Omar Hamidou Tchiana est-il en train de prendre ses distances d’avec les Guristes ?

Omar Hamidou Tchiana est-il en train de prendre ses distances d’avec les Guristes ?S’il y a une absence qui a été fortement remarquée à la marche organisée le dimanche 4 mars dernier par les partis au pouvoir, c’est bien celle de l’ancien ministre d’Etat chargé des transports, M. Omar Hamidou Tchiana dit Ladan. Bien que son parti, Alliance des mouvements pour l’émergence du Niger (AMEN-AMIN), soit toujours officiellement membre de la mouvance présidentielle, l’homme n’était pas à cette marche à laquelle tous les autres leaders des partis politiques ont pourtant pris part.
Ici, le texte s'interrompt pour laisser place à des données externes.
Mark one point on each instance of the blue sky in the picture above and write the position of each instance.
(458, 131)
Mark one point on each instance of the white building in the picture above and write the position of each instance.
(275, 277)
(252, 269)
Le lendemain lundi 5 mars, c’est sur son compte Tweeter que l’ancien ministre s’est manifesté à travers cette citation de l’ancien président américain Abraham Lincoln : «On peut tromper une partie du peuple tout le temps et tout le peuple une partie du temps, mais on ne peut pas tromper tout le peuple tout le temps». L’ancien ministre s’adresse-t-il indirectement à ses «amis» Guristes qui semblent l’avoir rejeté, après l’avoir utilisé en 2013 pour déstabiliser le Mouvement démocratique nigérien pour une fédération africaine (MODEN-FA/ LUMANA-AFRICA), dont il était le secrétaire général et qui venait de rompre son alliance avec le Parti nigérien pour la démocratie et le socialisme (PNDSTARAYYA) ? En tout cas, quand on analyse les choses de très près, on s’aperçoit que le président du parti AMEN-AMIN est en train de prendre ses distances d’avec les tenants du pouvoir en place que certains observateurs accusent, à tort ou à raison, d’être les commanditaires de la crise qui secoue son parti ces derniers temps. Peut-être que si l’ancien ministre d’Etat essaye de prendre ses distances avec beaucoup de prudence, c’est sans doute pour éviter de vivre ce qui est arrivé au président du MODEN-FA/LUMANA-AFRICA Hama Amadou. Depuis que son parti a décidé de rompre son alliance avec le PNDS-TARAYYA, cet homme était devenu la bête noire du régime des Guristes. Alors qu’il occupait le poste de Président de l’Assemblée nationale et donc de deuxième personnalité du pays, sa sécurité lui a été retirée et des menaces du retrait de leur autorisation ont été adressées aux compagnies privées de sécurité qui oseraient mettre à sa disposition des agents de sécurité. C’était du jamais vu dans le monde.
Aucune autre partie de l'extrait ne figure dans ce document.